Ashraf Ghani, Afghanistan’s new president has provided hope for peace and stability to the troubled nation.
Even in his first weeks in office, President Ghani, a former World Bank technocrat and professor in leading American Universities, has embarked on sweeping reforms from tackling corruption to resolving the issues of the prisoners in Kabul’s Puli Charkhi prison. Ghani seems serious and an ideal leader for a post-conflict country such as Afghanistan where people want swift actions from public leaders and are usually frustrated by lack of action.
President Ghani has yet to nominate his cabinet and governors of Afghanistan’s 34 provinces. The general perception in Afghanistan is that together with his Chief Executive Officer, Dr. Abdullah Abdullah, he will nominate one soon, and it could be a more technocratic one than compared to his predecessor, Hamid Karzai. Ghani’s minister selection will be important for delivering on his campaign promises and furthering the tasks he has started in Afghanistan.

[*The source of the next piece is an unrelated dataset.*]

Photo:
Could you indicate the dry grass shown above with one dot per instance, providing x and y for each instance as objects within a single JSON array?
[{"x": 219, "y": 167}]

Among the many policy issues facing Ghani, a major one is how he tackles Afghanistan’s troubled relations with its eastern neighbor, Pakistan.

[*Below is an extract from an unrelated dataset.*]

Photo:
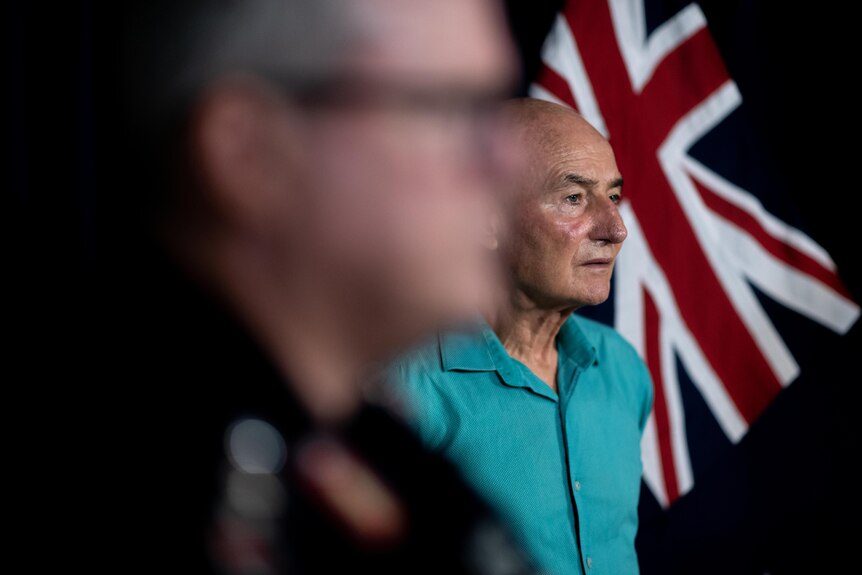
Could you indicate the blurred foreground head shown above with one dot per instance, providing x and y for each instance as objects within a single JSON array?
[{"x": 323, "y": 161}]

Afghanistan and Pakistan share a long border of nearly 2,600 kilometers (1,615 miles) named as the “Durand Line.” Pakistan recognizes this line as an “international border” crossing inherited from British India; Afghanistan, however, recognizes it only as a temporary boundary that was agreed to between British India and the Afghan Emir more than a century ago. Borer disputes have resulted in serious mistrust between Kabul and Islamabad, and both sides have failed to capitalize on the enormous economic benefits they can reap from establishing cordial relations.
Hamid Karzai, the outgoing Afghan president, labeled Pakistan as one of the key stakeholders to peace and stability in Afghanistan. However, he also outlined that his nearly 20 state visits to Pakistan and many efforts failed to result in any constructive outcome.

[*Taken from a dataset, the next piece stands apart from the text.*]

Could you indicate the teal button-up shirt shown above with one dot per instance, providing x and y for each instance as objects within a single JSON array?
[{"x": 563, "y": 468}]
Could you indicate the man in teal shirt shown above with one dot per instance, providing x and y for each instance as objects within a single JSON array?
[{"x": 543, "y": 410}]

Now that there is new leadership in Kabul and that Pakistani Prime Minister Nawaz Sharif is keen on contributing to a more stable region, it might be the right time for both sides to turn pages and open a new chapter in Af-Pak relations.
Unlike the past, President Ghani should take lead and propose a more compromising approach that builds trust and enables Pakistan to see more benefits in Afghan stability. One thing that President Ghani should make sure to avoid is to break from the past where most of Afghanistan’s problems are blamed on Pakistan.
Instead, President Ghani’s government should opt for a policy that recognizes the need for mutual Af-Pak relations, defies issues of mistrust and promises good will for the people of Afghanistan and Pakistan. This policy should also focus on promoting regional economic cooperation that in turn can foster mutual respect for national sovereignty and territorial integrity.
Pakistan’s leadership should also respect Afghan’s desire for stability and actively engage with Kabul on overcoming political and security challenges. Unlike the past, Pakistan’s strategic depth policy should seek closer economic ties with Afghanistan and understand that building better and more trustful relations with Afghanistan’s legitimate government in Kabul is better for Pakistan’s future stability.
If both Afghan and Pakistani leaders can make this shift in their foreign policies, the two Asian countries can benefit from significant economic and political relations, and collectively contribute to more prosperous societies in the region.